Based on historical risk premiums, high yield is now pricing in a 7.6% default rate in 2016 vs. our expectations for a 5.5% default rate. The non-commodity related "core" of the market is pricing in a 6.0% default rate vs. our expectations for a sub-3.0% default rate.
Exhibit 2 & 3: Valuations providing additional compensation for risk
High Yield: Spread to Worst
High Yield: Yield to Worst
Relative to equities, the high-yield market appears to be pricing in additional compensation for the risks being faced today. While high-yield bond spreads are approaching levels last seen in 2011, when the market was pricing in a global recession, the S&P 500 has retreated to levels seen in August/September 2015 and remains only 11% below its all-time high.
Exhibit 4: Is high yield pricing in more weakness than equities?
High Yield: Spreads vs. S&P 500
Technical factors: Flows and supply
Technicals, while mixed, continue to support the asset class. High yield saw a third consecutive year of outflows in 2015 and this trend has continued into 2016. The outflows are partially offset by lower issuance, which is expected to continue to decline in 2016 as we believe there will be fewer opportunistic refinancings taking place given higher market rates and tighter underwriting standards.
High-yield bond maturities remain manageable over the coming years given the amount of refinancing that took place over recent years as management teams took advantage of historically low interest rates. Only 15.5% of high-yield bonds and leveraged loans mature within the next three years compared to approximately 22% at the end of 2011.
Exhibit 5: Manageable maturities in the high-yield market
High Yield Bond & Loan Maturity Schedule
Given the reasonable fundamentals, limited refinancing risk, low overall levels of leverage and reasonable earnings outlook, we still view high yield as an attractive investment alternative to equities. We continue to be cautious on the higher beta part of the market.
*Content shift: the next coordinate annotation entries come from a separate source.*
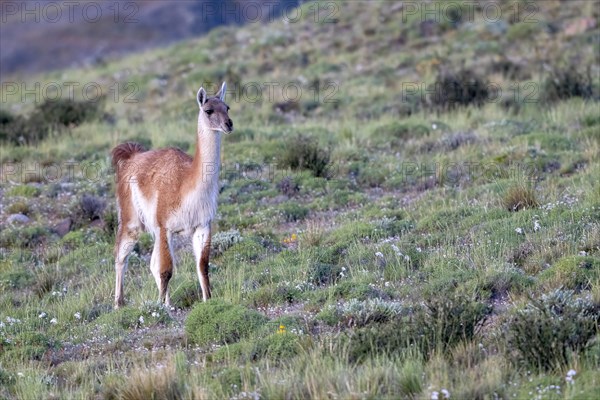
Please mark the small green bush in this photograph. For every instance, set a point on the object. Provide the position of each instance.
(19, 207)
(519, 196)
(222, 241)
(278, 347)
(90, 208)
(572, 272)
(323, 274)
(446, 320)
(400, 130)
(357, 313)
(303, 152)
(49, 116)
(216, 321)
(293, 212)
(23, 191)
(455, 89)
(186, 294)
(436, 326)
(566, 83)
(26, 237)
(544, 332)
(522, 30)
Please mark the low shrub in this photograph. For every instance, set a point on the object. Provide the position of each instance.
(436, 326)
(572, 272)
(566, 83)
(519, 196)
(278, 347)
(47, 117)
(219, 322)
(23, 191)
(293, 212)
(303, 152)
(360, 313)
(455, 89)
(186, 294)
(543, 333)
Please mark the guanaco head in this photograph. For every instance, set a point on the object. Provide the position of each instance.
(213, 111)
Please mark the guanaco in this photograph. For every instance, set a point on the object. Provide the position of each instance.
(166, 191)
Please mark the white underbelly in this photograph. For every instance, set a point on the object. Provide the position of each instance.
(145, 208)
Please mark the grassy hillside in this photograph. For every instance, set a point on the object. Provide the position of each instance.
(422, 221)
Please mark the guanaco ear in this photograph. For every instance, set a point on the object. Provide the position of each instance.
(201, 97)
(221, 93)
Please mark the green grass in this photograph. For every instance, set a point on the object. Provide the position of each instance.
(404, 249)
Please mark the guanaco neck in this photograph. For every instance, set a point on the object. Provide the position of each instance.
(206, 164)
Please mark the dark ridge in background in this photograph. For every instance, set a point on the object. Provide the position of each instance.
(43, 40)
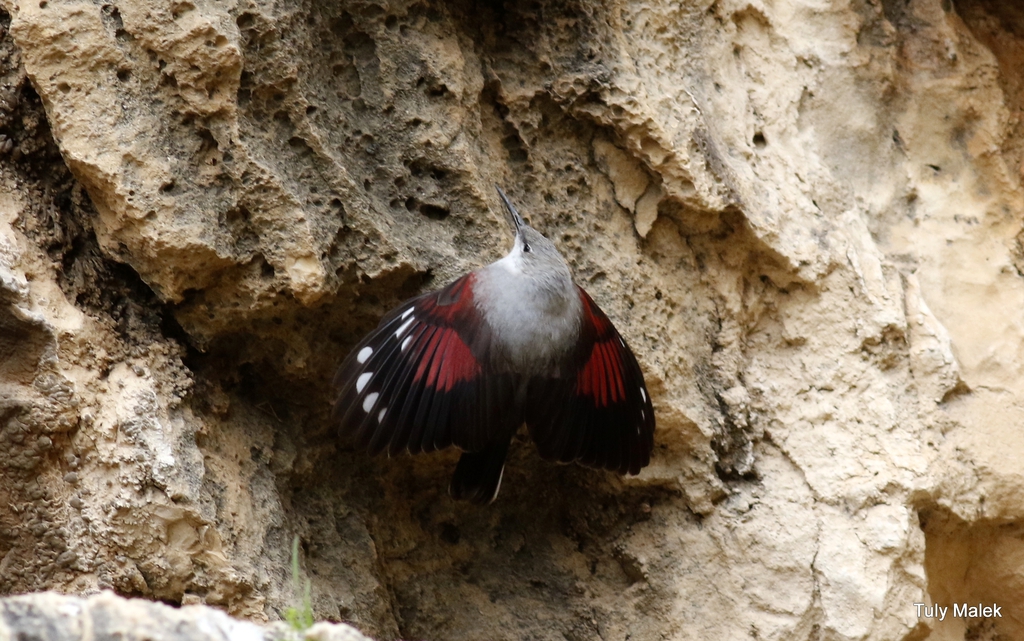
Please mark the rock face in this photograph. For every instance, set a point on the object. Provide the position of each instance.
(805, 217)
(48, 616)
As a result, we do not believe this is the time to stretch for return or reach for yield by adding significant risk to the portfolio.
By positioning for stable and improving credit situations, avoiding credits with deteriorating fundamentals, and remaining disciplined in terms of getting paid for taking risk, we believe active managers can generate solid risk-adjusted returns in 2016. A disciplined credit selection process based on strong fundamental analysis and rigorous risk management should serve investors well in taking advantage of opportunities that have been pulled down with the overall market.